Feeding practices can also really help animals deal with the cold.  Since I don't have any breeding animals currently, only April gets a grain supplement on a daily basis.  However, I've decided that whenever the forecast says it will get below 25*F at night, I'm going to feed everyone 1c of llama pellets that afternoon/evening.  If it is going to get below 15*F, I will add 1c beet pulp.  I've also added beet pulp (as much as she will eat) to April's daily ration for the winter.  (Note: Beet pulp should be soaked thoroughly in water to allow for expansion before feeding.)  For really cold nights (below 15*F), I've also been mixing in a bit of alfalfa hay with the regular grass hay.  April won't eat it (I got it to put weight on her), so everyone else might as well benefit!

Beet pulp (brown) and alfalfa pellets (green) before soaking.

Beet pulp and alfalfa pellets after soaking.  I also mixed in a little calf manna to entice April.

A lot of people suggest feeding cracked corn during cold temperatures, but I personally hate feeding corn to my lamas!  I used to feed it as part of a weight gain mixture, but the animals never seemed to digest it, so I stopped.  From what I've heard beet pulp is also good to raise their internal body temperature (as it is digested).

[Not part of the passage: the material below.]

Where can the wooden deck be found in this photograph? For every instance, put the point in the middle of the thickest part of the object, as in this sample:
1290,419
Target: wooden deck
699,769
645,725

Of course I always stuff the hay feeders whenever it gets cold.  We have one big hay feeder outside and one big one inside, but I've started leaving the big bucket feeders in the barn on cold nights.  I think having more feeders with hay will encourage more of the lamas to stay in the barn, which should keep them warmer.  For 5 lamas, I end up with 4 feeders inside the barn and 1 outside.  When it gets nice during the day I move the bucket feeders outside to encourage them to get some fresh air!

April and one of the bucket feeders.


For some animals (like April), coats are a necessity for getting through any winter.  I've discovered that April starts shivering when it hits about 25*F, so that is my threshold for putting her coat on.  Her coat came from Llama Hardware- it is by far the best one I've ever purchased!  Duque gets his coat when it hits about 20*F- his came from Useful Lama Items.  It isn't nearly as nice (it slides around as he wears it), but it works.  Since moving Ralph has become the next one to shiver, so he got to wear a yearling llama coat (also from Useful Lama Items) one night last week.  He looked so cute!  I know a lot of alpaca people use human vests as coats.  Horse/foal blankets can also work, but they don't fit as well in my opinion.

Ralph and April in their coats.

April in her first coat, a foal blanket.  It didn't fit very well...

It is important to remember that you should never coat a wet llama (dry them first!), and not to leave coats on if it gets too warm (this will also vary by lama).  I also like to take them off if rain is in the forecast, as most are not really waterproof.

For the recent extreme cold temperatures, I went out and bought old wool sweaters at a local thrift shop.  I cut them up and sewed them back together to make coat liners.  Wool blankets (or even fleece blankets) would also work great!

Patchwork wool coat liner.

So there you have it…a few ideas on how to keep your lamas warm this winter!  If you have any other tips that I didn't mention please share them!